If the maker of Big Red and Juicy Fruit thinks its chewing gums have a monopoly on boosting your memory, it should think again. New work by Elon University faculty member Amy Overman and her undergraduate researchers show that gum itself isn’t special – any candy or oral activity probably works just as well at sharpening the mind.

“I think it’s just the action of your mouth that serves as a memory cue,” said assistant professor Amy Overman, the lead author on a new study published in the journal Appetite. “It has nothing to do with the gum itself.

Overman’s work appears in next month’s print edition of Appetite and is currently featured online. Her article, “Chewing gum does not induce context-dependent memory when flavor is held constant,” builds upon previous research. As Overman and her students discovered, despite plenty of work by scholars in recent years to study the effects of chewing gum on cognition, no one ever held the flavor steady.
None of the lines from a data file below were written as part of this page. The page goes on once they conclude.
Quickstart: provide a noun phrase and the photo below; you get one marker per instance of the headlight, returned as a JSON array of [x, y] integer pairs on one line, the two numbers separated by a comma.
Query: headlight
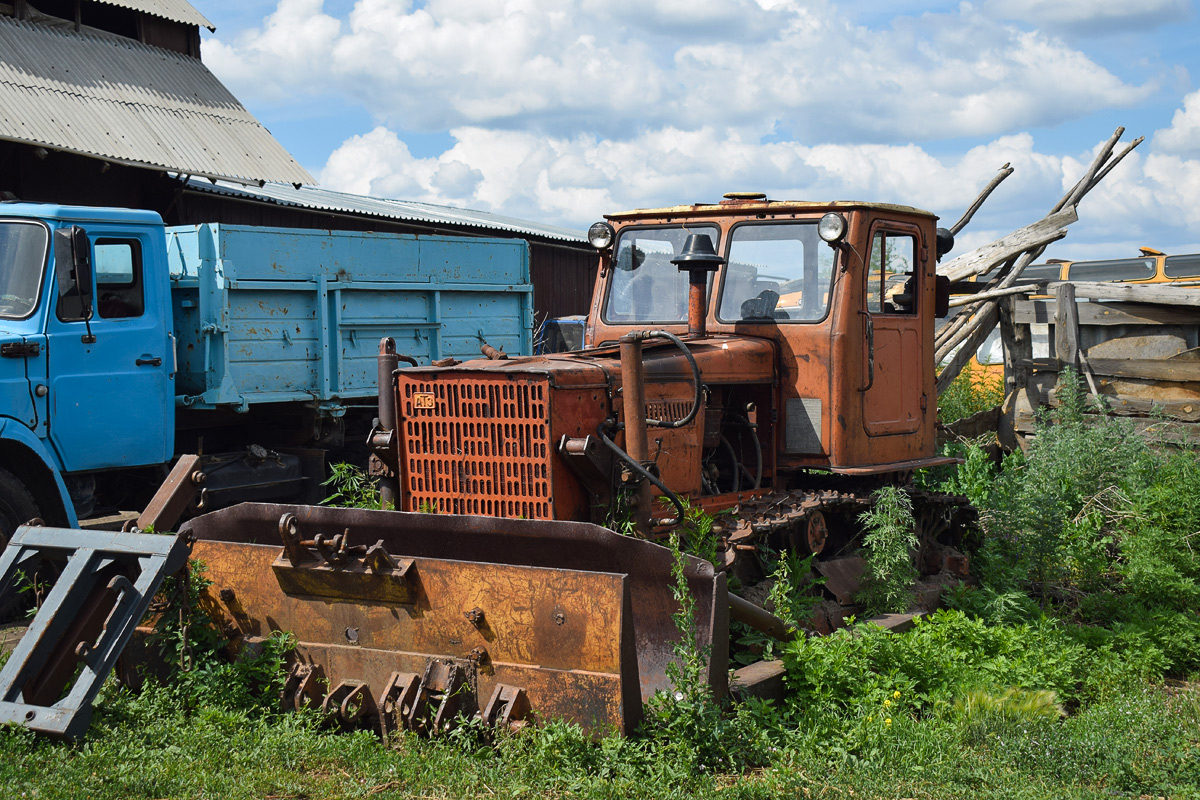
[[600, 235], [832, 227]]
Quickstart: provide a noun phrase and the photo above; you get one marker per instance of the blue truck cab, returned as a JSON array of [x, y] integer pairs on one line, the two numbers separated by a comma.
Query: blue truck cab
[[121, 341]]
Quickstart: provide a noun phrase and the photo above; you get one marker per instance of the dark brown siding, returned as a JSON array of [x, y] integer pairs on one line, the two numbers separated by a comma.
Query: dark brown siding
[[562, 280]]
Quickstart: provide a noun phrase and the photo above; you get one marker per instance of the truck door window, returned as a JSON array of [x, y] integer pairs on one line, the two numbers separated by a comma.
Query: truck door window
[[777, 272], [119, 278], [646, 287], [891, 275], [23, 247]]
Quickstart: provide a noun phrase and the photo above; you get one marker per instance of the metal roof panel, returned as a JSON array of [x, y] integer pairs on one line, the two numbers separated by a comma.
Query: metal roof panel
[[322, 199], [131, 103], [179, 11]]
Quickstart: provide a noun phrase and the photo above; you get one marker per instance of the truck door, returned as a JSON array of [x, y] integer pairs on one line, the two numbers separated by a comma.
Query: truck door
[[112, 395], [893, 358]]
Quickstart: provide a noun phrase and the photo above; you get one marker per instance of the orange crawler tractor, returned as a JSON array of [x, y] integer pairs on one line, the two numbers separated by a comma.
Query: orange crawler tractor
[[775, 358]]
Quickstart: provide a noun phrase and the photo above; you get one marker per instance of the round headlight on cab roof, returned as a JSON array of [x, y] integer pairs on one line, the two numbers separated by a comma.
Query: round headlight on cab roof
[[600, 235], [832, 227]]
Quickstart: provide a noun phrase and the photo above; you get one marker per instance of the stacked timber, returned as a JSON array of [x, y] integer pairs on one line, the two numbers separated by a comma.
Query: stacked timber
[[1006, 259], [1137, 346]]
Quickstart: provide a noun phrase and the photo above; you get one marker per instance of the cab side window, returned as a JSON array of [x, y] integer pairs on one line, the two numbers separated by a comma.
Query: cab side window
[[118, 263], [892, 275]]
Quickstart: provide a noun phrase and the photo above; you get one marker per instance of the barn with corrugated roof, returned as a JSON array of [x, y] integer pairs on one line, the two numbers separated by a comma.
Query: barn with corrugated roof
[[107, 102]]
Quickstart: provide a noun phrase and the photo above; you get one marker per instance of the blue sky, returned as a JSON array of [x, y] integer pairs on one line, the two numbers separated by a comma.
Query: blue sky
[[562, 110]]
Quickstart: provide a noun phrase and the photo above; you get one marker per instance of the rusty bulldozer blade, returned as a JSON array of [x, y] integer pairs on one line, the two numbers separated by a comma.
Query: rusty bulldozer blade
[[439, 617]]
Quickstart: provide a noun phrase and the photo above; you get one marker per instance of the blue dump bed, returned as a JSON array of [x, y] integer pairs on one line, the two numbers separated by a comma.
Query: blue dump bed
[[271, 314]]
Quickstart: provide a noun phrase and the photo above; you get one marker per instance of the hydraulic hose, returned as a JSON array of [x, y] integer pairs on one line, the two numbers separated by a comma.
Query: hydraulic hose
[[641, 470], [757, 446]]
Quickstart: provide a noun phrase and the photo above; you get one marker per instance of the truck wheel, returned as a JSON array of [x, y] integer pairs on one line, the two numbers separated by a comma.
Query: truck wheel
[[17, 505]]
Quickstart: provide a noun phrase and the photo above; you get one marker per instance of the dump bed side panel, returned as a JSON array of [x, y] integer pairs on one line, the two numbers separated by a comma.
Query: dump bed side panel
[[270, 314]]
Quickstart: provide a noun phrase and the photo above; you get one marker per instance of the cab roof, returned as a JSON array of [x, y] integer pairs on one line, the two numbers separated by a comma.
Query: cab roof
[[737, 204], [53, 211]]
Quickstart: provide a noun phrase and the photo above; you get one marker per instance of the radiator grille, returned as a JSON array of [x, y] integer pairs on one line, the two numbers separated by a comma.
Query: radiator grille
[[667, 410], [475, 445]]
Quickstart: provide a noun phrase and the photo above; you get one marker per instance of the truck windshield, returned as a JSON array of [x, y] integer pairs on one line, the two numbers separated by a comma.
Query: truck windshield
[[646, 287], [22, 260], [777, 272]]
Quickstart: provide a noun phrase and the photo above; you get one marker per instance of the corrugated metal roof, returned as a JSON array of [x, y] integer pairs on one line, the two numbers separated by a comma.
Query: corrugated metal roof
[[131, 103], [321, 199], [179, 11]]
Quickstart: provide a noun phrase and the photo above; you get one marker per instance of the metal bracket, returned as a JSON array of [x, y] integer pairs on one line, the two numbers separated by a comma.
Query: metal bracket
[[53, 675]]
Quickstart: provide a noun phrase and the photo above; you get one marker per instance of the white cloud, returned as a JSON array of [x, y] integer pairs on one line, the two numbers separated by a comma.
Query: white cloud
[[617, 66], [277, 58], [1092, 16], [573, 181]]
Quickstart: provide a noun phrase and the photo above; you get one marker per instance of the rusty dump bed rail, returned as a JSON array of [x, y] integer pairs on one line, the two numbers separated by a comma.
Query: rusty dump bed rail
[[419, 617]]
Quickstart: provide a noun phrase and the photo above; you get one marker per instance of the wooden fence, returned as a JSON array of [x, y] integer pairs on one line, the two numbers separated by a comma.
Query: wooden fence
[[1135, 346]]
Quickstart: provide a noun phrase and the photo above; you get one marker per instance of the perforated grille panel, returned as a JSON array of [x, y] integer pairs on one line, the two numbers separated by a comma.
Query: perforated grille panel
[[477, 445]]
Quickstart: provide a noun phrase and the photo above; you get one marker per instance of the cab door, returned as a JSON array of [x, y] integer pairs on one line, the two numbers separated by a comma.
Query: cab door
[[893, 330], [111, 365]]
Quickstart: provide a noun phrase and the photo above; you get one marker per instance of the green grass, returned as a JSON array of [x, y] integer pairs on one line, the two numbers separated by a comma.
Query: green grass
[[1139, 743]]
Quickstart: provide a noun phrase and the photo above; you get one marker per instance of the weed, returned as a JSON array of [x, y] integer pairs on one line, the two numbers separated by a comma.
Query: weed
[[889, 545], [198, 671], [353, 488], [975, 390]]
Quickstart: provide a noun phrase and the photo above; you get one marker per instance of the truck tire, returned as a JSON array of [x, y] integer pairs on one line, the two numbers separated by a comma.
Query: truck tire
[[17, 505]]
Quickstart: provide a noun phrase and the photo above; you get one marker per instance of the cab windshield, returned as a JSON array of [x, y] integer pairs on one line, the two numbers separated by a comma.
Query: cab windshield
[[646, 287], [23, 247], [777, 272]]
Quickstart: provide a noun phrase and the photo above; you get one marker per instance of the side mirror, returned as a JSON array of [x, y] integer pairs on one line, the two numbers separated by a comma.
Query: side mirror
[[941, 296], [82, 266]]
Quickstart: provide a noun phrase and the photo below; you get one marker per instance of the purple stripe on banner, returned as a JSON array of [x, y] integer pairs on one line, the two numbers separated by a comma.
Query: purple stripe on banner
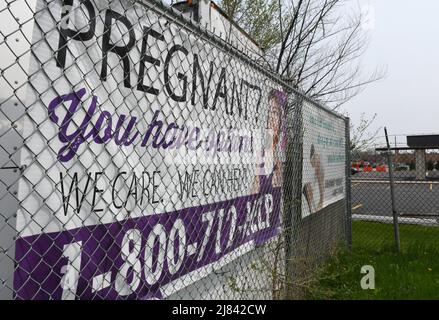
[[135, 257]]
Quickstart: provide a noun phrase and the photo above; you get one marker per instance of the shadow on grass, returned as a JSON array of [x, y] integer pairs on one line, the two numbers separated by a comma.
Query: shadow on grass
[[411, 274]]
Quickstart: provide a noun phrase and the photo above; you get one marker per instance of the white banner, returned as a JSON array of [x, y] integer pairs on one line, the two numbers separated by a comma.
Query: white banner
[[324, 164]]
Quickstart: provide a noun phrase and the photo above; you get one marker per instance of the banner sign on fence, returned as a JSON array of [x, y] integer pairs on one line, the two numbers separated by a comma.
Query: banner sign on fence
[[151, 155], [324, 154]]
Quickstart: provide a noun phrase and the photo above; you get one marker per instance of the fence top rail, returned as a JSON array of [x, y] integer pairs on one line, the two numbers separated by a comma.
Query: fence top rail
[[177, 17]]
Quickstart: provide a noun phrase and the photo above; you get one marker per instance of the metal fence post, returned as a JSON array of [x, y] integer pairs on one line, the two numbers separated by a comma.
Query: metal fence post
[[293, 188], [348, 185], [392, 195]]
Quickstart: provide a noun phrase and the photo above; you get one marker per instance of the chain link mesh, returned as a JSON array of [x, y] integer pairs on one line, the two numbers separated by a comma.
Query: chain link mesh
[[415, 189], [146, 156]]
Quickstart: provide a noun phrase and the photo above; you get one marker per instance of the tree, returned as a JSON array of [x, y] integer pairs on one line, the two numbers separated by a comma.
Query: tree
[[314, 44], [362, 138]]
In this case, that flavor was cinnamon. Researchers used 101 student volunteers to test whether chewing cinnamon gum versus sucking on a cinnamon candy helped participants remember sets of words they first viewed minutes earlier. The results? The only difference noted was students’ ability to better remember concrete words – like “plate,” “star” and “lock” – than abstract words like “luck,” “mood” or “aim.”

That’s nothing new. It did, however, prove to Overman and her students that their test was a solid measure of memory ability. Elon students Justin Sun, Abbe Golding and Darius Prevost co-authored the research.
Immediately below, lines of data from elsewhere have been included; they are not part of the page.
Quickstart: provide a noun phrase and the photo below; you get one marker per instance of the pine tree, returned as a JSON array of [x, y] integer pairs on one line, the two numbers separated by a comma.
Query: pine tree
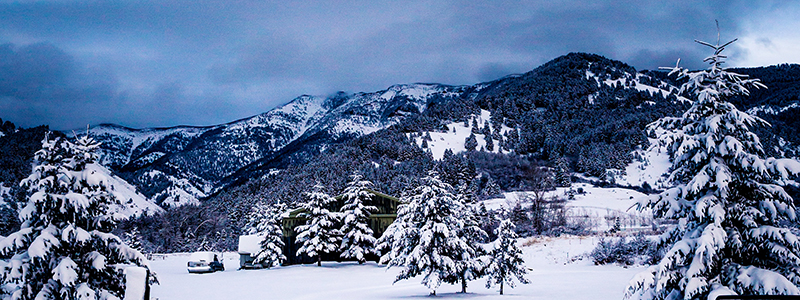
[[358, 240], [424, 238], [487, 129], [64, 248], [731, 235], [562, 176], [506, 258], [489, 142], [266, 222], [133, 239], [321, 233], [471, 142], [472, 263]]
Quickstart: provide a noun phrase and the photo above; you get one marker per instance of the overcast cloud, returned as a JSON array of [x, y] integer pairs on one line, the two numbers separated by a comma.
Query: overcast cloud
[[166, 63]]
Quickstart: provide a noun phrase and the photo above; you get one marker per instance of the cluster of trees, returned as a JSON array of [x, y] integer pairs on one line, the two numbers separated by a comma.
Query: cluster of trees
[[64, 248], [437, 234], [735, 230]]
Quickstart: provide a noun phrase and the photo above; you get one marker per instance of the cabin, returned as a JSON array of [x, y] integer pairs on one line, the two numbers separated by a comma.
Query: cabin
[[249, 246], [378, 221]]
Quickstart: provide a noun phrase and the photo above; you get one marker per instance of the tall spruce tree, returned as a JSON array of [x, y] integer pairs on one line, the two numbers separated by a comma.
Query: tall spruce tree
[[266, 222], [472, 263], [358, 240], [732, 234], [64, 248], [321, 233], [471, 142], [506, 261], [424, 239]]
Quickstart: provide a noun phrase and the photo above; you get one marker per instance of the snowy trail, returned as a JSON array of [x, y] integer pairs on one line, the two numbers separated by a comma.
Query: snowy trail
[[554, 276]]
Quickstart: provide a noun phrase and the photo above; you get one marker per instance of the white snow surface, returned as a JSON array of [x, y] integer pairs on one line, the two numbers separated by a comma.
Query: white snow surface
[[771, 110], [250, 244], [131, 202], [664, 89], [557, 272], [4, 193], [454, 141], [598, 207], [652, 168]]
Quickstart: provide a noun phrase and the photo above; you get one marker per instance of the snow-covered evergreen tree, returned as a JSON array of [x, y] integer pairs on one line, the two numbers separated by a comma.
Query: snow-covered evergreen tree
[[266, 223], [321, 233], [506, 261], [472, 261], [471, 142], [358, 239], [731, 235], [424, 239], [562, 176], [489, 142], [133, 239], [64, 248]]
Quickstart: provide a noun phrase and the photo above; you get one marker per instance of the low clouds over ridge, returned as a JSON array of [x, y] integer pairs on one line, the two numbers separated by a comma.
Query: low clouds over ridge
[[167, 63]]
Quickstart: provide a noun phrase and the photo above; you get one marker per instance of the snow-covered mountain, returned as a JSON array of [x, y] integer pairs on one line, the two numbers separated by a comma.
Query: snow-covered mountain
[[180, 165]]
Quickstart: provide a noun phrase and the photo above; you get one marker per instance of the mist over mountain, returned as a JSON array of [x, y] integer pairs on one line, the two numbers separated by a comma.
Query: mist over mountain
[[583, 111]]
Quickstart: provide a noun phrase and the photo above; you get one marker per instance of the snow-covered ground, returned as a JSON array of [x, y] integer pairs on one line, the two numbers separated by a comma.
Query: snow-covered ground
[[556, 274], [457, 134], [599, 206]]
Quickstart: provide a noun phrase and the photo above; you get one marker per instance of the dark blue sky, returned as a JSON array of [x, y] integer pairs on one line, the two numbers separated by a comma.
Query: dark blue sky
[[165, 63]]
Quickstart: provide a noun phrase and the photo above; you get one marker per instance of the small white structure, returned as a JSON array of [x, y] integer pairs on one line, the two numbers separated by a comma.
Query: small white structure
[[249, 246], [136, 285], [204, 261]]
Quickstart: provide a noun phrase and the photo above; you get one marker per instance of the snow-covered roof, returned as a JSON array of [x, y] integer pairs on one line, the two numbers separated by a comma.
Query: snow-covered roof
[[249, 244], [202, 256]]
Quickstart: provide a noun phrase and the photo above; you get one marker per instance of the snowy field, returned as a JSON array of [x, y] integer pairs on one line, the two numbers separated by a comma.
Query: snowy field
[[558, 272]]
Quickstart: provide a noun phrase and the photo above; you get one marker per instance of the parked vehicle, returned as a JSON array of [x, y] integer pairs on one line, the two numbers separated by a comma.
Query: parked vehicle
[[204, 262]]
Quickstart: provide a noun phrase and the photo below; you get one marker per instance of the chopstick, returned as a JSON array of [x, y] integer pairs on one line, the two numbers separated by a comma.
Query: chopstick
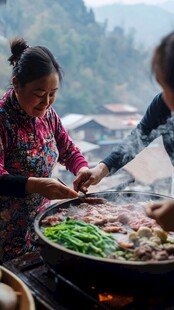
[[81, 195]]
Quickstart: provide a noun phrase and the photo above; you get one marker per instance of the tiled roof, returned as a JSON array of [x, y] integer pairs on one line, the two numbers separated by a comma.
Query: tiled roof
[[120, 108], [151, 164], [110, 121]]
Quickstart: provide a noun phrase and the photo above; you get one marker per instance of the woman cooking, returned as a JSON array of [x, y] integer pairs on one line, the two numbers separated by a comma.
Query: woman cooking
[[158, 120], [32, 141]]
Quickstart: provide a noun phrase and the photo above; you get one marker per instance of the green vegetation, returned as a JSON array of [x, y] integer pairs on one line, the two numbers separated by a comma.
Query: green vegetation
[[81, 237], [99, 67]]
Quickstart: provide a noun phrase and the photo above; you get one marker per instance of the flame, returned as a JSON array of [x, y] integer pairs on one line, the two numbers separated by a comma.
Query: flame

“I think it’s just the action of your mouth that serves as a memory cue,” Overman said. “It has nothing to do with the gum itself. Flavor could also be playing a role. When you chew gum you aren't just switching from doing nothing to chewing, you're also switching from having no flavor to having a strong flavor, right next to your nose.
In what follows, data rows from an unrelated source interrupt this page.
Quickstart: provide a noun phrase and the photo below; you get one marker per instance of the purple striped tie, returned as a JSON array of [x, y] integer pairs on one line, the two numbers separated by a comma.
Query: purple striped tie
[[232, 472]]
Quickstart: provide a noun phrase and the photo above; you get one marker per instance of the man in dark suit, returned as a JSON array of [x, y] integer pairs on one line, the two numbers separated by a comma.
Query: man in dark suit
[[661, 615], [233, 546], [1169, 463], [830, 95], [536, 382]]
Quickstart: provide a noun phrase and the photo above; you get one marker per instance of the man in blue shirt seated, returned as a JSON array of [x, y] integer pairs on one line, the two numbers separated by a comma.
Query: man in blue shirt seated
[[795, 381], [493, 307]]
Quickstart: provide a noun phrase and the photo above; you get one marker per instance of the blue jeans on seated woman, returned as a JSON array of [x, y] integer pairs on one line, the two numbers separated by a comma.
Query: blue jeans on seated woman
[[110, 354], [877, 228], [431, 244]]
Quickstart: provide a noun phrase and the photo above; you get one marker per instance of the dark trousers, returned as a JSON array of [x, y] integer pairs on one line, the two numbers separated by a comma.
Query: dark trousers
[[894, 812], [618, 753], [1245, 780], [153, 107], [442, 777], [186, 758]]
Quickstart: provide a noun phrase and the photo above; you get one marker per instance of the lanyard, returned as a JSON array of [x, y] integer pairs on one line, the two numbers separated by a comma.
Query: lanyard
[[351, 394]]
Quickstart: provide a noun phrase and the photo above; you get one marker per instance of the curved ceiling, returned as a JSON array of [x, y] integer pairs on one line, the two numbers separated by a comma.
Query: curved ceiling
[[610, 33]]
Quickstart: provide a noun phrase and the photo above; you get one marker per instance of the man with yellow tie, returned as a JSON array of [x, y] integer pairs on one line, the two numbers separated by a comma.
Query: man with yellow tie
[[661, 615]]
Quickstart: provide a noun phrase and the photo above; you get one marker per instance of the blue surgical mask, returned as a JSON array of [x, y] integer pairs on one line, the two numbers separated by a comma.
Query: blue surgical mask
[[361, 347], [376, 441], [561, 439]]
“It is well known that scents are strong memory cues. Flavor is mostly made up of scent,” she said. “That is why our study kept flavor the same in both conditions, to rule out flavor's ability to influence memory and just look at how mouth movements were influencing memory.”

Anything unique will help make a memory more accessible later so moving your mouth, whether sucking or chewing, can form a memory cue, Overman said. A special flavor can form a memory cue. Also, sucking or chewing could act as a stress reliever, like working a "worry stone" but in a person’s mouth instead of his or her hand.

Overman joined the Elon faculty in 2007 and has focused her research on relationship between aging and memory, notably the neurological aspects of that relationship. The Pennsylvania native earned her master’s and doctoral degrees from the University of Pittsburgh and the Center for the Neural Basis of Cognition.